Apply as a patch file in Dockerfile before `colcon build`.

### Fix 2: Correct env var name

```yaml
# docker-compose.yml line 34
- ZENOH_SESSION_CONFIG_URI=/ros2-slam/config/zenoh_session_config.json5
```

### Fix 3: Fix parameter namespace (optional)

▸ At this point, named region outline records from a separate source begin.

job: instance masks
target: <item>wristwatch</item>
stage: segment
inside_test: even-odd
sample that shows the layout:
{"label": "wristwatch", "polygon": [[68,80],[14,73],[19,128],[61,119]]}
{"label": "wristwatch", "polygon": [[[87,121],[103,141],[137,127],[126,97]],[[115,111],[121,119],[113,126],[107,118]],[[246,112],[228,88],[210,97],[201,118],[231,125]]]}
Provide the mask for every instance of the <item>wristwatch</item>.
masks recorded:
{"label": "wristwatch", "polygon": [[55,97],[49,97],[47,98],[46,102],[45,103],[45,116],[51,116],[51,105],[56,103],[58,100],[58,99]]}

Change `rf2o_params.yaml` key from `rf2o_laser_odometry_node:` to `rf2o:` to match launch file `name="rf2o"`.

## Key References

- **rf2o source (ROS2 branch):** https://github.com/MAPIRlab/rf2o_laser_odometry/tree/ros2
- **rf2o dual-node bug:** https://github.com/MAPIRlab/rf2o_laser_odometry/issues/42
- **rf2o Jazzy issue:** https://github.com/MAPIRlab/rf2o_laser_odometry/issues/43
- **rmw_zenoh interop:** https://github.com/ros2/rmw_zenoh/issues/929
- **rmw_zenoh QoS mixing fix:** https://github.com/ros2/rmw_zenoh/issues/854
- **rmw_zenoh key expression design:** https://github.com/ros2/rmw_zenoh/blob/jazzy/docs/design.md
- **Zenoh liveliness:** https://github.com/eclipse-zenoh/roadmap/blob/main/rfcs/ALL/Liveliness.md
- **rmw_zenoh wait_set_lock fix:** https://github.com/ros2/rmw_zenoh/pull/528

## Research Methodology

8 parallel research agents covering: rf2o source code analysis, rmw_zenoh_cpp GitHub issues, Zenoh liveliness deep dive, zenoh_ros2_sdk key expression internals, ROS2 community rf2o+Zenoh reports, timer vs subscription callback scheduling, official docs, and rmw_zenoh_cpp source verification. All findings cross-referenced against local vendored source at `vendor/rmw-zenoh/`.